Court Opinion

ID: 6722914
Source: CourtListenerOpinion
Date Created: 2022-07-20 22:58:51.391411+00
Date Added: 2024-06-11T16:01:35.267727
License: Public Domain

CUSHING, J.
Pauline ■ Dillman entered into a written contract to sell some real estate to August Wode for $25,250. At delivery of contract, $500 was paid by Wode, who later failed to complete the contract. Dillman filed an action in the Hamilton Common Pleas to recover for breach of contract and alleged that the property in question had depreciated so that she was damaged to the extent of $3,500.

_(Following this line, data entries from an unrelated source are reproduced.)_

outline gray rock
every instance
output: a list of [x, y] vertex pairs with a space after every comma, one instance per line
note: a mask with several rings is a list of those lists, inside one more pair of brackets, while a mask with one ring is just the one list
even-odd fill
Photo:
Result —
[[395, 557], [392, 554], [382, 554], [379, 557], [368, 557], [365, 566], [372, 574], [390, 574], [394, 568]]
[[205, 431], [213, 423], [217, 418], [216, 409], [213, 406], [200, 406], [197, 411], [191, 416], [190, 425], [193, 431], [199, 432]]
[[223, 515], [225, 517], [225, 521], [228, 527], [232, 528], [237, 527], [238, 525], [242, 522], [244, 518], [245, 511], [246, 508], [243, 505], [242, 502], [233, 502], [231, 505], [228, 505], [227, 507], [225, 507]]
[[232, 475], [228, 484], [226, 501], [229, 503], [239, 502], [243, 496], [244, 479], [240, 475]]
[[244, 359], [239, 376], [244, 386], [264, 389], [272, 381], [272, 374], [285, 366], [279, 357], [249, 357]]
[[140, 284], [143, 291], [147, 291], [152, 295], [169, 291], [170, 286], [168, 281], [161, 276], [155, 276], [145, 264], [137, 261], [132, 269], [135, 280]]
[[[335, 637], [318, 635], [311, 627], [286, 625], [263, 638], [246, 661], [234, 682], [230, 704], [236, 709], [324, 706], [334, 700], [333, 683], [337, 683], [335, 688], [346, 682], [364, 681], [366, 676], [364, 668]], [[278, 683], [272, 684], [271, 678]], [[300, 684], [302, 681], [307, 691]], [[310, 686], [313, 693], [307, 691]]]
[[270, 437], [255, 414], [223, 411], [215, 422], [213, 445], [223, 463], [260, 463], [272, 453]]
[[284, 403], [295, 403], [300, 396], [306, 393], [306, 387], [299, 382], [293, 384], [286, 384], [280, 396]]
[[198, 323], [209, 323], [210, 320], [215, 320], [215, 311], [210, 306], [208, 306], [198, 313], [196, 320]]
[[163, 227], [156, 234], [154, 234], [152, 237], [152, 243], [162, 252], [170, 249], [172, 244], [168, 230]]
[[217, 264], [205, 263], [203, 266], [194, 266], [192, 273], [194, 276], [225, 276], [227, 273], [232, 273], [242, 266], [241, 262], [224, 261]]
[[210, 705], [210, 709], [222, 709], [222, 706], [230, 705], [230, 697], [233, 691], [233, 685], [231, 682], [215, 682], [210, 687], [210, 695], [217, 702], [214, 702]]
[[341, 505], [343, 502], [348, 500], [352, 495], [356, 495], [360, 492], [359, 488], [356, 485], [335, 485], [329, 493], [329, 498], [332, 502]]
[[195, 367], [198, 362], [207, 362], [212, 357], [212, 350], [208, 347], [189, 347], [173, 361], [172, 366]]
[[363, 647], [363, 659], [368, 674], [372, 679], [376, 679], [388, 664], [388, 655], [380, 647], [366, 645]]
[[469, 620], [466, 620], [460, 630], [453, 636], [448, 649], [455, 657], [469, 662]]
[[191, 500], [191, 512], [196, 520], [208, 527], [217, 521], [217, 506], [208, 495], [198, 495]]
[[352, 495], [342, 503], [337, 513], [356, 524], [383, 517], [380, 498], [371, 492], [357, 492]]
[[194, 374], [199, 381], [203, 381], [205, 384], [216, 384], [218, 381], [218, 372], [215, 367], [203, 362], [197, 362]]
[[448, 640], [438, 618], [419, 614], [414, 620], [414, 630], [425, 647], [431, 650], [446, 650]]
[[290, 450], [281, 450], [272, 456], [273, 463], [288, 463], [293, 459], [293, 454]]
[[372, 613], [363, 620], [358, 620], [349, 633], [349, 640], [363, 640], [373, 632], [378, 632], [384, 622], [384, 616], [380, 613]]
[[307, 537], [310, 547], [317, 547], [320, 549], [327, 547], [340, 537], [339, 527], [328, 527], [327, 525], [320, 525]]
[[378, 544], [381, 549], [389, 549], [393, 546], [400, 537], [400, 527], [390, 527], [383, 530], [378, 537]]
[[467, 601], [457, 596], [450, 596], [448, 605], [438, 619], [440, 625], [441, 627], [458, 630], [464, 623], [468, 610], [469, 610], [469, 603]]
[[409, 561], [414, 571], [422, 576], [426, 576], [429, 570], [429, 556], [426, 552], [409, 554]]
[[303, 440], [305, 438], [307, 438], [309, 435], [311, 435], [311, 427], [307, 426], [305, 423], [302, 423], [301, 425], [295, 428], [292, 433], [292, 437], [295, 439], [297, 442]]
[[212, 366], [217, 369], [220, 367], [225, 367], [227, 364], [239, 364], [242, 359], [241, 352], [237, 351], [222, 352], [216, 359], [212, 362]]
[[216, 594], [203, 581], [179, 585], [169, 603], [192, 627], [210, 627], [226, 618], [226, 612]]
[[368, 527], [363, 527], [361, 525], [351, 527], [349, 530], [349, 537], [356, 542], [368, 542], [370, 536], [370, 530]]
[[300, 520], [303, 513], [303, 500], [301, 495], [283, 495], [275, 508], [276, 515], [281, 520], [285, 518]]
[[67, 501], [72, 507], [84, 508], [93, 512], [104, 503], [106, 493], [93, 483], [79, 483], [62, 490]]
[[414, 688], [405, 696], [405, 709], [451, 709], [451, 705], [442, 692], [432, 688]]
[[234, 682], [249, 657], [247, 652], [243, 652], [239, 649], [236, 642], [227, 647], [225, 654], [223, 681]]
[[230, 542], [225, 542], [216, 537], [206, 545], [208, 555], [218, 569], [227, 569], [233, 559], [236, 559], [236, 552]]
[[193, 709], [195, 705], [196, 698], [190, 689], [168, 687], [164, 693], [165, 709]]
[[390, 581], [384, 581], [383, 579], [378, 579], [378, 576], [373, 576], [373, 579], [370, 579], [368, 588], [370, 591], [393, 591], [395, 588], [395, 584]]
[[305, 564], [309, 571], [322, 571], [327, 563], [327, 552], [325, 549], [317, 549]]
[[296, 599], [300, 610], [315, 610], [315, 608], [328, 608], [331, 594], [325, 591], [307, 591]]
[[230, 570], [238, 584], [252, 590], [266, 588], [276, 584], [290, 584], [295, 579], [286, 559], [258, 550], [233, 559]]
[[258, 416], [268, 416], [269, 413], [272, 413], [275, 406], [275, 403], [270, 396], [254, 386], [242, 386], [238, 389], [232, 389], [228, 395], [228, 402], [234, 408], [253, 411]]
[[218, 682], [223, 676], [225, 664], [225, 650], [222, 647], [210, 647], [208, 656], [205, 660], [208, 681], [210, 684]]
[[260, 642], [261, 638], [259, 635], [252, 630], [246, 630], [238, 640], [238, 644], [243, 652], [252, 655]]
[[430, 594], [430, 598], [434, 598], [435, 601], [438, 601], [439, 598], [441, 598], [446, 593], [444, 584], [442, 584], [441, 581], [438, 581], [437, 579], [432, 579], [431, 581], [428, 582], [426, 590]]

Wode answered and set up a part of the contract which provided in sustance that if the contract was not carried out, the money in the hands of Dillman should be by her retained. Wode claimed that the $500 paid was so retained and it constituted the liquidated damages as stipulated in the contract. Dill-man contended that the contract was a printed form of contract and she was therefore not bound by it. Judgment was rendered in favor of Wode, and Dillman prosecuted error. The Court of Appeals held:
1. That part of the contract, which stipulated the liquidated damages, was as much a part of the agreement as any other part of it.
2. That parties may agree upon liquidated damages, in case of a breach of contract. to take real estate, has been decided, in Norpac Realty Co. v. Schackne 107 OS, 425.